If you want to try pruning roses, here’s two pieces of advice from me:
- Get a tetanus shot before you start. You will prick yourself 100 times with thorns.
- Don’t tell anyone what you’re doing, or you’ll start a fight. Everyone thinks they know the best way to prune rose bushes.
OK, fine, here may be some do’s and don’ts with pruning. Here’s how I do it. If you disagree, don’t take it personally.
Basically, you need to prune the bush a lot more than you think you have to. I know I’ve done a thorough job when I feel a little pang of guilt about it and worry I’ve pruned too much. I never have. Yet, anyway.
To start, here’s a prime example messy rosebushes I have to cope with each spring:

If you just cut off last year’s hips and spent blooms, OK, you did something. You can stop there. I have, plenty of times, said the hell with it after that little chore. You can see those bits on the outside and top of the bush. But let’s say I want to do a proper job of it.
Next, cut off anything that’s obviously dead. This is also pretty easy. If the cane looks brown and dry on the outside, prunes off with a crisp snap under the shears, and is brown on the inside, you’ve done it right. There’s more of this than you might expect, if you’ve had a hard winter.

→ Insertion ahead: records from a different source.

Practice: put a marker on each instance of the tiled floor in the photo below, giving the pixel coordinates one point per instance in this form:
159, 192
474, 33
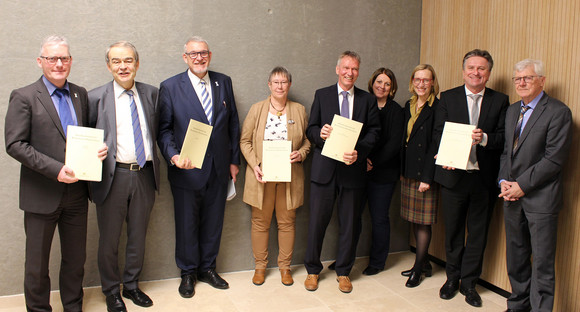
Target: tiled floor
385, 291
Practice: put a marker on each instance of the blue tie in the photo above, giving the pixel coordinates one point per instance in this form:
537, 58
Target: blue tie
64, 112
137, 135
206, 99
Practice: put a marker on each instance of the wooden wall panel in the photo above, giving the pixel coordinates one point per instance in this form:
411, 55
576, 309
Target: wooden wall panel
511, 31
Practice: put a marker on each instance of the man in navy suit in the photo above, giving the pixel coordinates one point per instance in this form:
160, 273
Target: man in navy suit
130, 172
199, 195
332, 180
538, 138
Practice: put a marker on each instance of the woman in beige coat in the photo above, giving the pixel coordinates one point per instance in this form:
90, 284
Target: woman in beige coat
275, 118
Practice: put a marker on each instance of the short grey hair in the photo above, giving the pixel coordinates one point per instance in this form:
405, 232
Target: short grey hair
537, 64
53, 39
124, 44
194, 39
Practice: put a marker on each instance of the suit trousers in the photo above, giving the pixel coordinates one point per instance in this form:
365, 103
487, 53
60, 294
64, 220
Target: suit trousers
71, 218
274, 200
199, 219
130, 200
530, 235
322, 199
472, 201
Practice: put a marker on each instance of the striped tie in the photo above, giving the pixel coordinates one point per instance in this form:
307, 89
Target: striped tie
206, 99
137, 135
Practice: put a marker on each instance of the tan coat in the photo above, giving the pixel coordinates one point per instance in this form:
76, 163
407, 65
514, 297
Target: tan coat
251, 146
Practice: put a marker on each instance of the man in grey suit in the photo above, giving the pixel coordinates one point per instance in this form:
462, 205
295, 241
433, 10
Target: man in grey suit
126, 111
50, 194
538, 137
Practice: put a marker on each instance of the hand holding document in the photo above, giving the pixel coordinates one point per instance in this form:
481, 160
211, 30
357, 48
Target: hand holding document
276, 164
195, 143
82, 147
342, 139
455, 145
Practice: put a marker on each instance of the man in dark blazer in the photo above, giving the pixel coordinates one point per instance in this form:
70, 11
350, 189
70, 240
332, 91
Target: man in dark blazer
127, 189
538, 138
470, 195
199, 194
50, 194
332, 180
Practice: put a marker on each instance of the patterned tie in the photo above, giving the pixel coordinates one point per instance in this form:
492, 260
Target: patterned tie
206, 99
474, 117
64, 112
137, 135
518, 131
344, 107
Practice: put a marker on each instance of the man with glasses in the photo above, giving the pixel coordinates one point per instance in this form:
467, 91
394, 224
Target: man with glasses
126, 110
199, 194
538, 137
50, 194
468, 196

Take little bites at a time with the pruning shears. It’s easier to handle the debris (hello, thorns) and also ensures you don’t overdo it.
Now things get tricky. You also need to prune the stuff that is mostly dead.
You will know the canes on your rosebush are “mostly dead” when the pruned cane is slightly green on the inside. It may be brown on the outside, but there’s a bit of life left. “Bummer,” you may think when you prune such a cane, “this was OK after all.” Well, it really wasn’t. Miracle Max isn’t going to revive that cane with bellows and a chocolate-covered pill. The cane may have produced some offshoots, but it’s a second-best cane anyway. Gotta go. Prune it down to the first offshoot that’s heading in the direction you want the offshoot to head – outside and up from the bush, not inside or down. See below, where a few red offshoots at the top right had to go because they were headed in the wrong direction.

Then things get tricky. Some perfectly good canes will need to go because they don’t play well with others. One cane may crisscross another. Look closely and you’ll see both canes have a little dead spot from the friction. One of these has to go, maybe both if the dead spot is extensive.
I prune canes that are also headed for trouble – pointing to the inside of the bush, pointing down, or going off at a weird angle that likely will break later on. I also prune very low canes that run close to the ground, since the dog likely will step on them and get thorns in his paws. This is all very subjective and debatable.
I don’t stop, however, until I feel like I have done a little too much. Here’s a before and after picture, with the finished job on the left:

One down, 11 to go! And yes, I see all the damn weeds too! No rest until frost!